Digging into the millennia-old cemetery in Germany, archaeologists didn’t expect to find much. Grave robbers had come through centuries ago, carrying off who-knows-what and taking it who-knows-where.
Except the looters missed something — and archaeologists weren’t going to repeat that mistake.
It was a round, metal chunk sticking out of the dirt that first caught the attention of archaeologists in Ingelheim, excavation leader Christoph Bassler said in an Aug. 4 news release from the City of Ingelheim.
The metal chunk was part of a shield, Bassler said. The artifact was unearthed between two looted graves, making it hard to link it to a specific burial.
So archaeologists kept digging — and stumbled on an untouched grave.

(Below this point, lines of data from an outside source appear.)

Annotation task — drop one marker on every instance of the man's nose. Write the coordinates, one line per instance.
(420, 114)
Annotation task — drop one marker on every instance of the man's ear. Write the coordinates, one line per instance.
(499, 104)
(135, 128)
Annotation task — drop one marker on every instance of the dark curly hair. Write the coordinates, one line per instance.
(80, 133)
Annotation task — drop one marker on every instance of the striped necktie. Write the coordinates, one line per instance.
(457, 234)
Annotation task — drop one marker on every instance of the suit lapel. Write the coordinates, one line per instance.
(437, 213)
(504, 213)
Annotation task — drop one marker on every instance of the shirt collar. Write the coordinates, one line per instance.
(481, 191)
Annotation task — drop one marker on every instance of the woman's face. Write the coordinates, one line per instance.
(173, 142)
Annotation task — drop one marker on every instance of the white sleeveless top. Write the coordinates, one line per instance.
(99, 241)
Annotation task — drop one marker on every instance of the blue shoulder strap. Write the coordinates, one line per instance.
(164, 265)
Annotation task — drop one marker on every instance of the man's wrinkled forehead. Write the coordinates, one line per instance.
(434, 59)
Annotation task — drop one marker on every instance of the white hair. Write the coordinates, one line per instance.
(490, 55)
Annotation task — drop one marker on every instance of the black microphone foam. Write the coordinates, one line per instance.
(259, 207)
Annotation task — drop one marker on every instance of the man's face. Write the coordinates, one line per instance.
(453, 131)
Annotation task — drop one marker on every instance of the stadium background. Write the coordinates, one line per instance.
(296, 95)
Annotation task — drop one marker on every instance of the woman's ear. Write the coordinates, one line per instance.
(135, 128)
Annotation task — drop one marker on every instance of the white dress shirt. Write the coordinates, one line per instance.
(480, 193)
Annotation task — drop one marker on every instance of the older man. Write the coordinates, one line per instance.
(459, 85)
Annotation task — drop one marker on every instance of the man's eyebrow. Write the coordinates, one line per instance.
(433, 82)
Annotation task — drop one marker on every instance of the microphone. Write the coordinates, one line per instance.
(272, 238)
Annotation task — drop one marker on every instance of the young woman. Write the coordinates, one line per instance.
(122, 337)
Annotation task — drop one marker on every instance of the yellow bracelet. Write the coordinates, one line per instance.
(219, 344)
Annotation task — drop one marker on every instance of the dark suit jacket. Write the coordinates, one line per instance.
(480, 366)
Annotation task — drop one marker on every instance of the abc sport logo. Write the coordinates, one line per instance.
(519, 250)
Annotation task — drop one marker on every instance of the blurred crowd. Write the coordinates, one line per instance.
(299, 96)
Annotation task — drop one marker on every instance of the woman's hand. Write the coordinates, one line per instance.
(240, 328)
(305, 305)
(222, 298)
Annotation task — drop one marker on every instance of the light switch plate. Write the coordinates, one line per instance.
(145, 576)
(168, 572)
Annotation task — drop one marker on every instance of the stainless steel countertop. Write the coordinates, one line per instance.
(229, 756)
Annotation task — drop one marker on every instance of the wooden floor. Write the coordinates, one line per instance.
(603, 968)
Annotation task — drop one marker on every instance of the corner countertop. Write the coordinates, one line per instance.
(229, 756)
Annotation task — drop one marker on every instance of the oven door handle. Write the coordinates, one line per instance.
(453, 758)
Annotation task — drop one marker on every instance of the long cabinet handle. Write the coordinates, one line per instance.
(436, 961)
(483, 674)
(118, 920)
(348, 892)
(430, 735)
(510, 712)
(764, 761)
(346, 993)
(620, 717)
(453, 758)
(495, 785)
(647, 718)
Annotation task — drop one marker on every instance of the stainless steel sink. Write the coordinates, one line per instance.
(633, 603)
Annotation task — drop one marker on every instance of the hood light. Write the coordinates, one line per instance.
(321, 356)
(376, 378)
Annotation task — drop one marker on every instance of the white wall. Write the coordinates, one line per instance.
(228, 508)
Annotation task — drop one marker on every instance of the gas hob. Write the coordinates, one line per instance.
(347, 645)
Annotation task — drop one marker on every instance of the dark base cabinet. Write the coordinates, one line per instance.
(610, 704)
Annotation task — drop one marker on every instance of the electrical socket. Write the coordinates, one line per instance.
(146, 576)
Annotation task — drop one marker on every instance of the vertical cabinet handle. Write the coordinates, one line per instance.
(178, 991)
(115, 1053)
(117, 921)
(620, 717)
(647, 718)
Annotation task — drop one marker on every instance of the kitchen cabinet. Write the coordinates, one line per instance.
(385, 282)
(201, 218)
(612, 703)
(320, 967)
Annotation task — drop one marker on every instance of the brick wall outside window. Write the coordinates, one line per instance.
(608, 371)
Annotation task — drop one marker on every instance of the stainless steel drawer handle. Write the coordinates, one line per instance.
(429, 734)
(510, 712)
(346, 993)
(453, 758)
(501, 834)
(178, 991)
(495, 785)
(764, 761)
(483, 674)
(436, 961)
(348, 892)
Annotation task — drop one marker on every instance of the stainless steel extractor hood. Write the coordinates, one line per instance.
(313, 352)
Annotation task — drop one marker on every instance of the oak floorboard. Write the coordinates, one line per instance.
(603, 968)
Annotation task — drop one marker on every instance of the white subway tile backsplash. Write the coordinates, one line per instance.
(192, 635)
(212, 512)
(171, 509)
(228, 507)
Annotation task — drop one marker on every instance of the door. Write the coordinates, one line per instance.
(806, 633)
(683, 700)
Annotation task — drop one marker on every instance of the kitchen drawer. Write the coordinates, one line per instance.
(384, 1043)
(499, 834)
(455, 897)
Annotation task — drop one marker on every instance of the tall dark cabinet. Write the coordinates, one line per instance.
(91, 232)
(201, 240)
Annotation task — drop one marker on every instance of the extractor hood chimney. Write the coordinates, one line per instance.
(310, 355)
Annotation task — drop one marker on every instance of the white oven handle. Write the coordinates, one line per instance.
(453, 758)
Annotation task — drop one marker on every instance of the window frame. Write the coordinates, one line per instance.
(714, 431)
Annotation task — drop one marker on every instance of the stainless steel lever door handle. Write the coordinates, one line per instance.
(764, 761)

The 1,300-year-old grave belonged to a warrior, the release said. The 30- to 40-year-old man was buried in the seventh century with almost every type of weapon used at the time.
A double-edged spatha sword measuring about 3 feet long was placed under his right arm, archaeologists said. This sword was likely his most prized possession. By his left arm, he had a broad seax, a short, heavy sword used for slashing. The grave also had a knife, lance, bronze scabbard and belt, the release said.
Photos shared by Kaiserpfalz Ingelheim, or the Ingelheim Imperial Palace, on Facebook Aug. 9 show the warrior’s grave.
Based on the style of his shield and weapons, the warrior was likely a Frankish man, archaeologists said. His skeletal posture indicated he was buried in a now-disintegrated coffin.
The Franks “forcibly settled” what is now southern Germany beginning in the sixth century, according to Britannica. They maintained control of Franconia – a territory that included Frankfurt, Stuttgart and Munich – until the eighth century when another royal dynasty took control.
The 1,300-year-old warrior was not a professional soldier, archaeologists said. Modern-day standing armies did not exist during his lifetime. Instead, he likely cared for his own equipment and followed his leader into battle.
His cause of death is unknown, but he might have died from illness or a battle-inflicted injury, the release said. Archaeologists noted the violence-themed burial goods would make the latter cause of death unsurprising.
The artifacts were removed from the grave for cleaning and further study, city officials said.
Ingelheim, also known as Ingelheim am Rhein, is about 330 miles southwest of Berlin.